Ritual Magic
Did that mean—
“Stop,” Cynna said. But she wasn’t talking to Lily now. “We’re there.”
* * *
T HE man who’d been staked to the ground and ritually murdered had lived in a brick-veneer ranch-style house in Alta Vista—a nice enough neighborhood, the kind where vacations were more likely to be Motel 6 or camping than anything involving airfare, but most of the time most of the people here could take a vacation. Like much of the city, Alta Vista had been hit hard by the foreclosure crisis, but it was beginning to come around. Not as many For Sale signs dotted the streets, nor were there many walkaways standing empty and forlorn.

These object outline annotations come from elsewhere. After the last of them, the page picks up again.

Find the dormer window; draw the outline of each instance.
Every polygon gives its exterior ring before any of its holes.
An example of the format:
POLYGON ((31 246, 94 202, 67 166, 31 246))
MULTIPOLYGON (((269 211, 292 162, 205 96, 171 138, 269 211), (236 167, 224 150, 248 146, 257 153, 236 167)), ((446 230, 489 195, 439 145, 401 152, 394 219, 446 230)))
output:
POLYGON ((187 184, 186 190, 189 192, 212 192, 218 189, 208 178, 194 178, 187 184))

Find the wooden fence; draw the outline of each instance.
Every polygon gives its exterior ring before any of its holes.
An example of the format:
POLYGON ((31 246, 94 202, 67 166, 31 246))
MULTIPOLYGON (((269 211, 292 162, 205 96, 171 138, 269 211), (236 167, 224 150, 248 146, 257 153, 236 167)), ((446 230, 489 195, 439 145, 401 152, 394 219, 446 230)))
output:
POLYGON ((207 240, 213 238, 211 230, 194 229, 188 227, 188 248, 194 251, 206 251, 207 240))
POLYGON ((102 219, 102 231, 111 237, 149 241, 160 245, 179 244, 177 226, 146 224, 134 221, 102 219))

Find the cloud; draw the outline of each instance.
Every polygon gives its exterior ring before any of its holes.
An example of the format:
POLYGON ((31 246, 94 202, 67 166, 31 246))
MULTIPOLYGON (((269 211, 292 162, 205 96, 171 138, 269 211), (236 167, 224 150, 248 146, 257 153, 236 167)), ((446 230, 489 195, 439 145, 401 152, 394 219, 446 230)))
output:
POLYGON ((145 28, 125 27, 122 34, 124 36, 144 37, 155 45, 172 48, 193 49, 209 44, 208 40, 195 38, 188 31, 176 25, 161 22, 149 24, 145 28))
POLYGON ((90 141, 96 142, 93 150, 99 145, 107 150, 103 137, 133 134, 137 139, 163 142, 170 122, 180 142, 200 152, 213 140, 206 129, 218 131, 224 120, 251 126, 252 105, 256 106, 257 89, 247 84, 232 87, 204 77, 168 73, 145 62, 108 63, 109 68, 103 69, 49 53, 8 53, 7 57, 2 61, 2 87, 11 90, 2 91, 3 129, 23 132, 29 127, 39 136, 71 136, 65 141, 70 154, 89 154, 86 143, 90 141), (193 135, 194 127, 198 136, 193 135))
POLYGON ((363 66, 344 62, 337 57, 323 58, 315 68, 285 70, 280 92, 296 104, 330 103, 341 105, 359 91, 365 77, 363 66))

This house hadn’t been abandoned. Someone had added a pricey metal roof in the last five years, and the landscaping was well tended, if uninspired. A wide driveway leading to the two-car garage left little room for the yard, which was all grass except for the kind of foundation plantings beloved by builders fifty years ago. The grass had been cut recently and looked like it got watered as often as the city allowed. “Anything?” she asked Mike, whom she’d sent to peer in the high window in the garage door.
“No car, if that’s what you mean.”
She nodded. “Head around back, keep an eye on that door.” There was a fence, but that wouldn’t slow him down.
No toys on the lawn or the drive, Lily noted as she headed for the small front porch. No potted plants or lawn ornaments, either. The porch’s only decoration was a slumped sack of fertilizer topped by a pair of dirty gardening gloves. The welcome mat provided the single note of whimsy. “Hop In!” it said in bold black letters surrounding a cheerful green frog.
She rang the doorbell.
“If anyone was here, wouldn’t they have reported your guy missing?” Cynna asked.
“You’d think so.” Lily rang again, to be sure. It wouldn’t be hard to get a search warrant, but it would take time, and—
“Lily!” Mike came loping from the side of the house. “Something’s wrong. There’s a window cracked open around back. I couldn’t see in because of the blinds, but I could smell it. Piss and shit and sickness. Not death—I didn’t smell decay, and I heard breathing. Someone’s in there, and it’s bad.”
Lily hammered on the door with her fist. “Police! Open up! We have reason to think someone inside is injured or ill, and will break in if you don’t open the door!” She let two heartbeats pass, then said to Scott, “Get me in.”
Scott stepped back two paces, eyed the door—solid core with a dead bolt—and said, “Mike! Get in through that open window and let us in.”
Mike spun and raced back around the house. A moment later she heard glass break. Apparently Mike hadn’t been able to just push the window up. She drew her weapon. Her heart pounded. She waited, waited . . . heard feet running on carpet, coming near. The click of the dead bolt being turned.
The door swung open. “She’s in bad shape,” Mike said. “No sign of anyone else inside.”
Lily decided to trust his senses and holstered her gun. She ran after him, gathering quick impressions—a small, neat living room flooded with light from the picture window, a darker hallway with four doors, where the sewer stench that had alerted Mike grew thick in her nostrils.
Mike turned into the second doorway on the left. She followed.
It looked like a little girl’s room, all pink and white, with stuffed animals on the shelves and a frilly bedspread on the double bed. But the woman lying in that bed, stinking of urine and feces, must have been at least twenty. Her hair was dusty brown and braided in twin plaits. Her eyes were closed. She lay on her back with her mouth open, one arm limply cradling a bedraggled stuffed dog, and she looked more dead than alive. She had the small chin, the broad, flat face, and the flattened nose of Down syndrome.
THIRTY
D RUMMOND came to slowly. He was lying down . . . in bed. Yeah. He was in a bed, and he felt like hell—sick and woozy. A lot like he had that time he got concussed. That wasn’t the worst of it, though. His arm hurt like a mother. He’d taken a chance . . .
A foolish risk,
someone had told him.
Very brave, but foolish.
Yeah, that’s right. She’d told him that while she was patching him up. Had it been her who snatched him, pulled him away before—
He shuddered. He’d known that damn knife worked on both sides. He hadn’t understood what that meant.